Deep Learning for Semantic Segmentation of Remote Sensing Data

The present project aims to investigate different strategies to handle the insufficient availability of labeled training data, towards fully exploiting the potential of deep architectures for remote sensing image analysis.
Regarding the application domain, the project aims to employ the solutions to be developed in relevant, concrete problems:

(1) Crop mapping in tropical regions from temporal multisensor image sequences
Food security is a matter of global concern, and Brazil is one of the major food producers in the world. In this context, regular update of spatial and temporal information on agriculture activities is of paramount importance for food policy decision making. This application aims at automatically determining crop types and other vegetation classes from temporal series of multispectral optical and synthetic aperture radar (SAR) data.

(2) Land cover mapping in the Brazilian savannas
The Brazilian savannas, also known as “Cerrado”, comprise the second largest biome in the country and one of the world´s biodiversity hotspots. Vegetation mapping in the Cerrado is extremely important for studies related to carbon balance, nutrient cycling and water resources; selection of new areas for conservation; monitoring of protected areas; and understanding of the vegetation dynamics. This application aims at automatically mapping vegetation classes and geomorphological features from multitemporal series of multispectral and hyperspectral images.

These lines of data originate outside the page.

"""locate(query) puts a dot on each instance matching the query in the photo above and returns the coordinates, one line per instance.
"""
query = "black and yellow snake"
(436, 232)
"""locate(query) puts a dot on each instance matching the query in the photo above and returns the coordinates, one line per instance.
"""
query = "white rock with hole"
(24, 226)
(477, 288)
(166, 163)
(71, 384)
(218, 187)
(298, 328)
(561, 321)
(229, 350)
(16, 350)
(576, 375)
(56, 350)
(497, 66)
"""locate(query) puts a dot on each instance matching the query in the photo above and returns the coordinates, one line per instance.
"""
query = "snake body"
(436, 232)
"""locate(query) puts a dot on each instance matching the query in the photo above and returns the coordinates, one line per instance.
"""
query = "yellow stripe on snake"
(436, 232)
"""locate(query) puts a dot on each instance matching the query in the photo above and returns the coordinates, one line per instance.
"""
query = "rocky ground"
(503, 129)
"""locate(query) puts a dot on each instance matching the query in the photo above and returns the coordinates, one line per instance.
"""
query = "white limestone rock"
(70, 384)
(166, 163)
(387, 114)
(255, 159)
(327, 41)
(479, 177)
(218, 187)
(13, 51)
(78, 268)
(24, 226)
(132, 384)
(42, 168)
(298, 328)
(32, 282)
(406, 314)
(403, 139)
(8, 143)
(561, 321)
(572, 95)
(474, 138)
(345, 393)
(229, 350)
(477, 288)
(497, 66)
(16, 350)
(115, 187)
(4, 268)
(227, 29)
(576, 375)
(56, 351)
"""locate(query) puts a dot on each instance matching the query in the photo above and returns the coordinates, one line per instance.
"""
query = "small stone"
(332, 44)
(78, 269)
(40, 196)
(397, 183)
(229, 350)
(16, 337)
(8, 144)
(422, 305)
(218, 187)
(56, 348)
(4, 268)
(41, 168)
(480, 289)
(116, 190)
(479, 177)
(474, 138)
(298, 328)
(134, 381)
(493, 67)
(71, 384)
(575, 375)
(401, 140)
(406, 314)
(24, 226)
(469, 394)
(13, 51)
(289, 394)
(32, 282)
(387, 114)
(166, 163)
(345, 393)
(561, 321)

(3) Update of topographic geospatial databases
Detailed and current topographic data are at the core of many land development and environmental monitoring issues, they also play a major role in assisted and autonomous driving. Even after years of research and development, reliable automatic update is still a difficult challenge. In this application, we deal with updating the corresponding databases using multispectral and multitemporal aerial and satellite images. The advantage of such an approach is that the database potentially provides a lot of training data, which is why deep learning carries a lot of promises for solving this task. However, some of them are outdated. Thus, image classification needs to be coupled with possibilities to either eliminate the outdated data as blunders or to properly model the transitions have occurred in the landscape.